Does axSpA Usually Not Progress in Active Individuals?
No, physical activity alone does not prevent disease progression in axial spondyloarthritis—disease activity (inflammation) is the primary driver of structural damage, not physical activity level. While exercise is crucial for symptom management and function, controlling inflammation through appropriate pharmacological treatment is essential to prevent radiographic progression.

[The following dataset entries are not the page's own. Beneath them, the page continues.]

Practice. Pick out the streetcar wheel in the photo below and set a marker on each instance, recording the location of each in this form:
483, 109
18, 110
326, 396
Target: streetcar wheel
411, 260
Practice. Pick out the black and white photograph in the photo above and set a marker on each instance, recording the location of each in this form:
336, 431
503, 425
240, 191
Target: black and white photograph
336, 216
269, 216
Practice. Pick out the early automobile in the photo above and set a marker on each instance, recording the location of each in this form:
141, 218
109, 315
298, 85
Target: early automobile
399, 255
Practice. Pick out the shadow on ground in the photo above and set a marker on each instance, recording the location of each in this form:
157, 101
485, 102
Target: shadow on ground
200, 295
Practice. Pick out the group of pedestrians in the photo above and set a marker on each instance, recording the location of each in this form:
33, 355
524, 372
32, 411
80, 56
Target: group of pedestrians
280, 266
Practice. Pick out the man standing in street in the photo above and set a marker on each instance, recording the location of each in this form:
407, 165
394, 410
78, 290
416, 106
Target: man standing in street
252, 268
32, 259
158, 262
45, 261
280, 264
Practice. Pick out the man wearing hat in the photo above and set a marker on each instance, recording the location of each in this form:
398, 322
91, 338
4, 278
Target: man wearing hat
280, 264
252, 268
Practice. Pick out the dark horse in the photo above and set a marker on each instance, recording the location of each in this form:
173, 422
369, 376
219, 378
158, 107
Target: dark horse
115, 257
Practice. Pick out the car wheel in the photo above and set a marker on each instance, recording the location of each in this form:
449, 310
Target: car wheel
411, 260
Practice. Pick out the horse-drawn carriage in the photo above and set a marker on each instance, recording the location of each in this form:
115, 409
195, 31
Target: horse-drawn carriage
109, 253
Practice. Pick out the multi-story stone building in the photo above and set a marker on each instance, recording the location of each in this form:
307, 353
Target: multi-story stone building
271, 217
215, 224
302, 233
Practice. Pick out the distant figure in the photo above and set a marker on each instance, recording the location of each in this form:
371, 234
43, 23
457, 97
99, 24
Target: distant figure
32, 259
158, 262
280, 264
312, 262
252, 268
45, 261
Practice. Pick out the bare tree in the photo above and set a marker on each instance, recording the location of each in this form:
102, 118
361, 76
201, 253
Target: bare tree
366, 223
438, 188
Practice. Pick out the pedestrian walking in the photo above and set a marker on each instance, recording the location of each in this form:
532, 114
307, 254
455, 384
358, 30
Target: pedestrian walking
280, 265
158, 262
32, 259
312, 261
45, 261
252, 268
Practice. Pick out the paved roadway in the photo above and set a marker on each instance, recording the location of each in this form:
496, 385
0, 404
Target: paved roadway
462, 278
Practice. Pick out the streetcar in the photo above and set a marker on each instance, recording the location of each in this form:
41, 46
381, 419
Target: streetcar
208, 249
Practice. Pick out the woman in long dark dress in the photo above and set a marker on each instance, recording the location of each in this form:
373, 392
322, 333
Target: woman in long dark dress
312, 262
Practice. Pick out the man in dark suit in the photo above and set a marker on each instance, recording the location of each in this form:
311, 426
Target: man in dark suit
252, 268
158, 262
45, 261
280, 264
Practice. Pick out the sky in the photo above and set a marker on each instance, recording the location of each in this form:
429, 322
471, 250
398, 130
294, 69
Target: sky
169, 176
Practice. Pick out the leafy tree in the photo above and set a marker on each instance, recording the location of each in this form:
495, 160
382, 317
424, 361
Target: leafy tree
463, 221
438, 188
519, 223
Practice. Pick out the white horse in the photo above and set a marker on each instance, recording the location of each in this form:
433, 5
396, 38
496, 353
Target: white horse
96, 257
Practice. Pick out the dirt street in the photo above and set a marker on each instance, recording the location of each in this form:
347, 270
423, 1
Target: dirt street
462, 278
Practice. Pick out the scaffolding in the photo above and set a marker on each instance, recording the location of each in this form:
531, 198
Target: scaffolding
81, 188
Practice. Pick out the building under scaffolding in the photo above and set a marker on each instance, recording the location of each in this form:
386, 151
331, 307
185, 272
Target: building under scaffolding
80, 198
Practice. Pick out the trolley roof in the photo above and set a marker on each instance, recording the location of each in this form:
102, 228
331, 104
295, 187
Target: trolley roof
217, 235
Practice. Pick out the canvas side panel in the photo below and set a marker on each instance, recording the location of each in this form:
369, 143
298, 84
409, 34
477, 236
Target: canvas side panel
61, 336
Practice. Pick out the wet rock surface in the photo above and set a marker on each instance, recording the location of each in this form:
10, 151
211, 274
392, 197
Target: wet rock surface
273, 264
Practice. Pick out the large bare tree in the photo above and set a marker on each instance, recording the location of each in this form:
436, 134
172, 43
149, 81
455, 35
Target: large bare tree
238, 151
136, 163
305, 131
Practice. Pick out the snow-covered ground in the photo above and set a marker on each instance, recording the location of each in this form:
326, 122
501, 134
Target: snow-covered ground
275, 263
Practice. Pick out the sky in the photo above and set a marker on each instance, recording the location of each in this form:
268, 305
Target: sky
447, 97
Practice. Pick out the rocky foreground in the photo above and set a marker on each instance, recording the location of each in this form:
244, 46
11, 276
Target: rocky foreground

The Relationship Between Physical Activity and Disease Progression
Exercise improves symptoms and function but does not halt structural damage. The evidence clearly demonstrates that:
- Disease activity (measured by ASDAS, inflammatory markers) correlates with radiographic progression, not physical activity levels 1
- Physical therapy and exercise are strongly recommended for all stages of axSpA to improve pain, stiffness, and function—but this is separate from preventing structural damage 1
- People with osteoarthritis and axSpA should be especially encouraged to exercise as it shows strong and consistent effects on reducing pain and improving function 1
What Actually Drives Disease Progression
Inflammation is the key factor in structural damage progression:
- High disease activity leads to new syndesmophyte formation 1
- The presence of existing syndesmophytes is a risk factor for developing more syndesmophytes 1
- Elevated inflammatory markers (CRP/ESR) correlate more closely with radiographic progression than physical activity status 1
The Role of Exercise in axSpA Management
Exercise is mandatory for optimal management but serves different purposes than preventing structural damage:
- Combining pharmacological treatment with physical therapy is strongly recommended during all stages of disease 1
- Active physical therapy and supervised exercise is strongly recommended over passive therapy 1
- Exercise domains should include aerobic, resistance, flexibility, and neuro-motor training 2
- High-intensity exercise can improve disease activity and cardiovascular risk factors 2
Common Barriers to Exercise in axSpA Patients
Despite recognizing exercise importance, patients face significant obstacles:
- Pain (27%), fatigue (23%), lack of motivation (15%), and lack of time (10%) are reported barriers 3
- Only 27% of patients manage to exercise regularly (≥30 min, 2-3 times weekly) despite 89% perceiving physical activity as important 3
- Approximately 54% of axSpA patients perform physical activity at recommended levels, similar to the general population 4
Treatment Strategy to Prevent Progression
To actually prevent structural damage, focus on controlling inflammation:
- NSAIDs are first-line for symptom control but have inconsistent evidence regarding preventing radiographic progression 1
- The continuous use of NSAIDs is suggested only to control symptoms, not to attempt to control progression of structural damage 1
- Biologic DMARDs (anti-TNF agents, anti-IL-17 agents) and JAK inhibitors have been associated with reduced radiographic progression 5
- Approximately 75% of patients require biologics or JAK inhibitors to reduce symptoms, prevent structural damage, and improve quality of life 5
Monitoring Disease Activity (Not Just Physical Activity)
Regular monitoring should focus on inflammatory markers:
- Monitor every 3-4 months when initiating new therapy using ASDAS and/or SASDAS, CRP and/or ESR 1
- ASDAS more closely correlates with radiographic progression than BASDAI 1
- Routine MRI and radiographic studies for follow-up are strongly recommended against due to slow progression rates and cost 1
- Spinal radiographs should not be performed more frequently than once every 2 years if used at all 1
Critical Clinical Pitfall
Do not assume that physically active patients with axSpA are protected from disease progression. A patient who exercises regularly but has persistently elevated inflammatory markers or high disease activity scores remains at risk for structural damage and requires escalation of pharmacological therapy, not just encouragement to continue exercising 1, 5.